До полудня Колька Малахов домовничал, потом они с Санькой Семеновым обедали, каждый у себя дома. По ягоды отправились уже под вечер, когда на улице стало хмариться и тусклый ночной туман обволакивал сырые овраги и болота возле Чусовой. Конечно, за ягодами умные люди уходят спозаранку. Санькина бабка, к примеру, или баушка Лиза, как ее зовут в поселке, еще на рассвете вскакивает, как подстегнутая, и вместе с бабами мчится куда-нибудь верст за восемь-десять, далеко в горы. Возвратившись в сумерках, валится на кровать, еле живехонька, охает и вздыхает. Саньке и на ягоды, собранные ею, глядеть неохота, ведь это они так уробили бабку. Большая корзинища у нее всегда полнехонька, — земляника, малина, смородина, черника, клюква, брусника. Только бабы не сразу все собирают, а что-нибудь одно, к примеру, только землянику, — ягода, она тоже не дура, каждая на своем месте растет.

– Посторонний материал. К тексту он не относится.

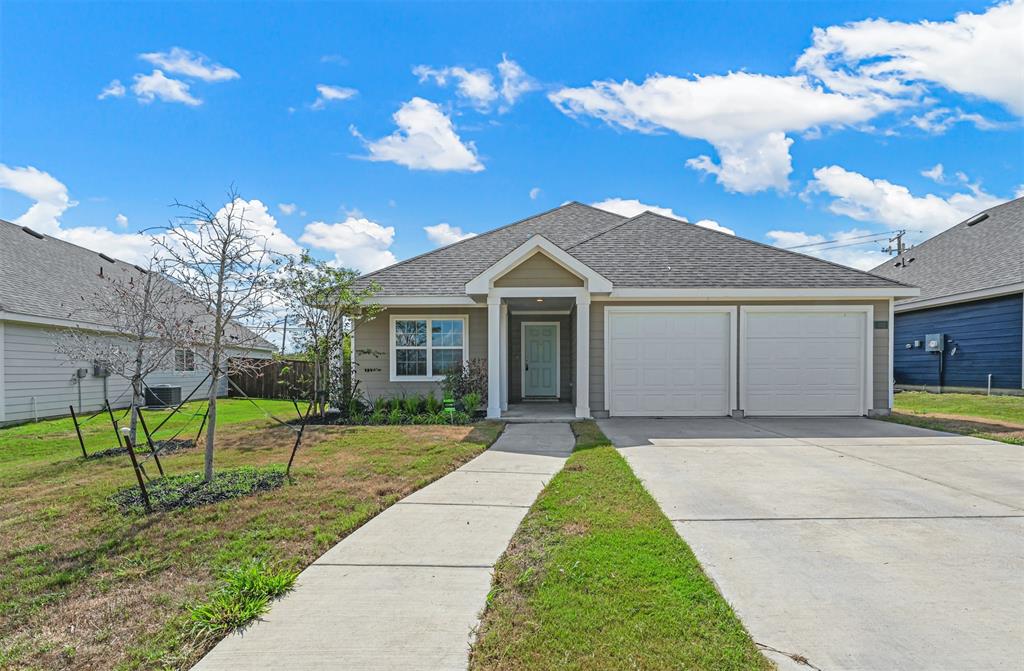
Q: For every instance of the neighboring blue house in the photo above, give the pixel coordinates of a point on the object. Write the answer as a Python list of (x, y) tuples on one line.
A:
[(966, 331)]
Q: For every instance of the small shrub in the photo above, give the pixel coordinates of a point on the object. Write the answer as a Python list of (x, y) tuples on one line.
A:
[(244, 595)]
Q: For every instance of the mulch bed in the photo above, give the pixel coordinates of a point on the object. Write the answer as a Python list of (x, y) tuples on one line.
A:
[(189, 491)]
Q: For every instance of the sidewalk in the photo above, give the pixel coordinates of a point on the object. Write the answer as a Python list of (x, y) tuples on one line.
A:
[(406, 590)]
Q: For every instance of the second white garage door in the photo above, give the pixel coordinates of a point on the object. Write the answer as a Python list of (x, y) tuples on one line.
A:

У опушки леса, на пеньке сидела Маня, сумасшедшая баба лет тридцати, в грязном-прегрязном, покрытом грубыми разноцветными заплатами, платьишке. Посмотрела на ребятишек пустыми, ничего не выражающими глазами и сказала жалким просящим голосом:

— Славно-то как, господи!

Она каждого встречает этой странной фразой. И непонятно, отчего ей так хорошо. Маню в поселке Боктанка знают все от мала до велика. Жалеют ее. Года два назад она родила мальчика, который вскоре же помер. И как ни допытывались боктанские бабы у Мани, так и не узнали, кто ей сделал ребеночка.

Прошли мимо бойни, от которой, наверное, на версту разило зловонием, а над болотцем, куда стекала кровь, роились тучи толстых мух. Землянику здесь Санька с Колькой не собирали — противно.

Больше всего ягод возле Чусовой, на маленьких, будто игрушечных, полянках, в редком лесочке. А в сосновую чащу лучше не забираться, там травы, и той нету: солнце не доходит до земли. А без солнца какая земляника! Она ведь неспроста красная. Солнышком обогрета. Сегодня сосны что-то слишком уж шумят, видать, вверху, над кронами, разгуливается ветер. Санька с Колькой любят слушать, как шумят сосны, что-то беспокойное, далекое, не земное в их шуме.

У обоих маленькие корзиночки, так… стакашков на пять каждая, не больше. Но разве насбираешь возле поселка, или, как говорят боктанцы, возле завода, эти пять стакашков. Если всерьез говорить, какие уж тут ягоды: то колеи, то тропки, то лепехи коровьи… А шибко далеко забираться нельзя, не взрослые все-таки. Колька, тот и вовсе маленьким выглядит. Санька выше его и куда сильнее.

Что-то плохо сегодня, лишь изредка попадаются мелкие, жесткие ягодки. Ходят, ходят, а еще и дно корзинок не закрыли. Видно, придется, как и вчера, наложить в корзинки травы, а сверху насыпать земляники. А то ребята увидят на улице — обсмеют.

Их так и тянет в глубину леса, в сумеречную прохладную чащобу. Это от любопытства. Санька, тот и вовсе сует свой нос, куда просят и не просят. Третьего дня полез на баню и упал. А на той неделе заглянул во двор к соседке через щель в воротах. Соседку-вдовушку обнимал какой-то толстяк. Он, видать, смикитил, что кто-то подглядывает, открыл калитку и дал Саньке крепкого пинка.